Anyway, now that we're in the public forum, we can discuss it openly and there are lots of people here who could answer how it applies in relation to the empeg car.
My recollection is that it behaves the same way any program that opens a digital file behaves, whether it's a music file or a document or an image file. The code that opens the file simply checks to see whether or not the file is one that it can "play". If not, it doesn't try to open it.
Some systems do a more comprehensive check than others. Poor systems assume that you've supplied a good file and then crash in unusual ways if it's not good. Other systems just glance at the header, while others perform deep and detailed checks. It's all a question of degree, and it's based on whether the programmers think it's likely that the software will get fed a bad file or not.
When such systems detect that they've been fed a bad file, they can either just skip the file without complaining, or they can put up an error.
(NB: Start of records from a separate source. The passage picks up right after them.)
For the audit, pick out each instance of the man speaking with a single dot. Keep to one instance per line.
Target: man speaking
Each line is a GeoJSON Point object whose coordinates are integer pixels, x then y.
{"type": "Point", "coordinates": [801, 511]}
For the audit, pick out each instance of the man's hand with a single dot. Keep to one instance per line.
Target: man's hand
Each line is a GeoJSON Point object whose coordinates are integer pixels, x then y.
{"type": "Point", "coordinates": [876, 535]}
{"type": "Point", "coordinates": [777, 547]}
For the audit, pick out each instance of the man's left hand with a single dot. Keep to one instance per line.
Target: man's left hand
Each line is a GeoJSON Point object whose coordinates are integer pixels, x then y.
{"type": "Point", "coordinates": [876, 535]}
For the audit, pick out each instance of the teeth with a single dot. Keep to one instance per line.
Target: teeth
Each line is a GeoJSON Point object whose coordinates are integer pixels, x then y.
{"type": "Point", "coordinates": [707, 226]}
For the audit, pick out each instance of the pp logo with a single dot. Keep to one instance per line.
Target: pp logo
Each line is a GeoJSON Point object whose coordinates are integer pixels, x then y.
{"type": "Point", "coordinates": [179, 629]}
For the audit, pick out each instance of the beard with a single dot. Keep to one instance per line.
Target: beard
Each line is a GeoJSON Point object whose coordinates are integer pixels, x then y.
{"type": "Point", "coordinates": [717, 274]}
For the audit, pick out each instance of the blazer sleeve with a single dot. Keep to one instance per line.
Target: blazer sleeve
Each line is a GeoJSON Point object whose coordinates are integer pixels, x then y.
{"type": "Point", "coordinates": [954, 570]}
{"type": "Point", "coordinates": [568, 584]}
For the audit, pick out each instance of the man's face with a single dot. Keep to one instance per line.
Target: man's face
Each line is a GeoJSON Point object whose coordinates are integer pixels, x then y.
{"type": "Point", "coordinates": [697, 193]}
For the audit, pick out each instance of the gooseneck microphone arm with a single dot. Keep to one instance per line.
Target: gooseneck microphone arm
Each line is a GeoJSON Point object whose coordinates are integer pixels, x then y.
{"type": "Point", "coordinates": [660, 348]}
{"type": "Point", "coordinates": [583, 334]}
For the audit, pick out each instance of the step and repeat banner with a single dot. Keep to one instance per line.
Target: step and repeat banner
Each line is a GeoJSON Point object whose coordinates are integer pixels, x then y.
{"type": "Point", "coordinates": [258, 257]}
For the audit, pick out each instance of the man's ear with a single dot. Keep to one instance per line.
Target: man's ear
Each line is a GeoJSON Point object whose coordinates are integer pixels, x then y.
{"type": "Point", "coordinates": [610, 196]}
The empeg car has two places where it might detect a non-playable file. The first is when the song is getting loaded onto the player, the second is when the file is played back by the player.
If I recall, the empeg car's loader software (called Emplode) will put up an error and refuse to copy the file onto the player if it detects a bad file. If a bad file somehow makes it past Emplode and onto the player, but the player itself can't play the file, the player will try to skip the file without showing any error screen.
Sometimes a file can be bad in ways that neither emplode nor the player can detect until it's too late. In those cases, the player software usually crashes, the player reboots, and the cycle repeats, and the player gets in an infinite-reboot-loop bug. This is a known issue that's documented
here.
Please feel free to post any further questions.